The Big Game won’t be just an ecosystem play for marketers building out around the game. The Super Bowl is part of something NBCU is calling “Legendary February.” Coverage of the Milano-Cortina 2026 Winter Olympics begins on Friday, Feb. 6 on NBCU properties and lasts for two weeks. One week after the Super Bowl, NBC will be carrying the NBA All-Star Game. NBCU has been offering cross-platform, cross-sport packages for marketers for the 17-day event. And while most other networks use the Super Bowl to lead into important programming — a debut scripted sitcom or the season premiere of a gameshow — NBC is transitioning directly from the Super Bowl to prime-time Olympics coverage.

 What to watch for

  • A light touch: While there will be a couple of issue ads and likely one or two that tug at the heartstrings, the general rule of Super Bowl is the more tense the atmosphere in the country, the lighter the tone. In an AdAge/Harris Poll of 1,000 consumers ahead of the game, “71% of said they most want to see funny ads, while 46% said that they are most likely to remember a funny ad. Brands are listening — funny spots comprised 70% of Big Game ads in the last three years, according to iSpot.”

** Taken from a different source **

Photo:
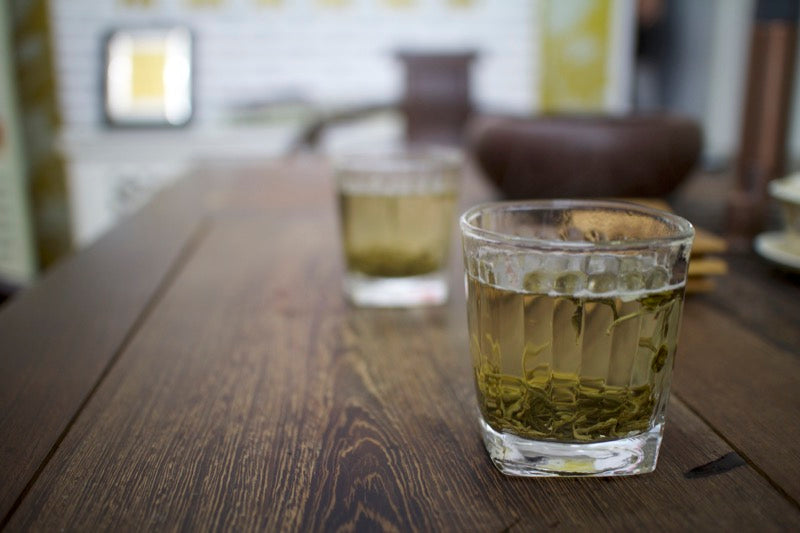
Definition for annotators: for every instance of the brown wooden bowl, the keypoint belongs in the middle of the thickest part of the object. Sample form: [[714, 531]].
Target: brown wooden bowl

  • Celebrities: Celebrities might be expensive, but they tend to be a safe bet. In the campaigns made public so far, we’ve counted somewhere in the neighborhood of 40 celebrities.

  • Artificial Intelligence: Ads for AI services and AI-enabled products didn’t exactly land with viewers last year, but companies will be back at it again this year, with Anthropic’s Claude throwing punches directly at the competition. And first-time advertiser Svedka is running what it says is the first AI-crafted Super Bowl ad ever.

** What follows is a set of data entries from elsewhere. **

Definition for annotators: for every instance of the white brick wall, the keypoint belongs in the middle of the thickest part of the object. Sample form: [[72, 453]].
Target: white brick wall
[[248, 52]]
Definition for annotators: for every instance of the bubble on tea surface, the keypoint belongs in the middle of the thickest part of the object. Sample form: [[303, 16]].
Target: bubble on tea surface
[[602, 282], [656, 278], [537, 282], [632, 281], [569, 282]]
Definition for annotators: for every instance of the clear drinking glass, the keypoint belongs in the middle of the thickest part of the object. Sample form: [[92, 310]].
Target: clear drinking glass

  • The halftime show: This one is a bit of a wildcard. Last year, viewership among 18-49-year-old viewers peaked during Kendrick Lamar’s halftime performance, but older demographics fell off some. This year’s halftime show stars Bad Bunny, one of the world’s top-selling artists who is coming off a fresh round of Grammy wins. Counter-programming for the halftime show has been announced, but Super Bowl counter-programming has historically been an exercise in futility. In fact, HBO this year moved new episodes of “Industry” and “A Knight of the Seven Kingdoms” up to Friday to avoid going up against the game.

  • Overtime: There have only been two overtime games in Super Bowl history, one of them two years ago. In the past, broadcasters have held live auctions for overtime ad units. But this year, NBCU is planning ahead. Mark Marshall, Chairman, Global Advertising and Partnerships at NBCUniversal, told ADWEEK: “We already have conversations with advertisers, so if it happens, we actually have the game plan lined up already. I’m too nervous to sit there and not have a game plan in case overtime happens. And there have been so many events, so many close games in these playoffs, that I don’t think overtime is out of the question for this one.”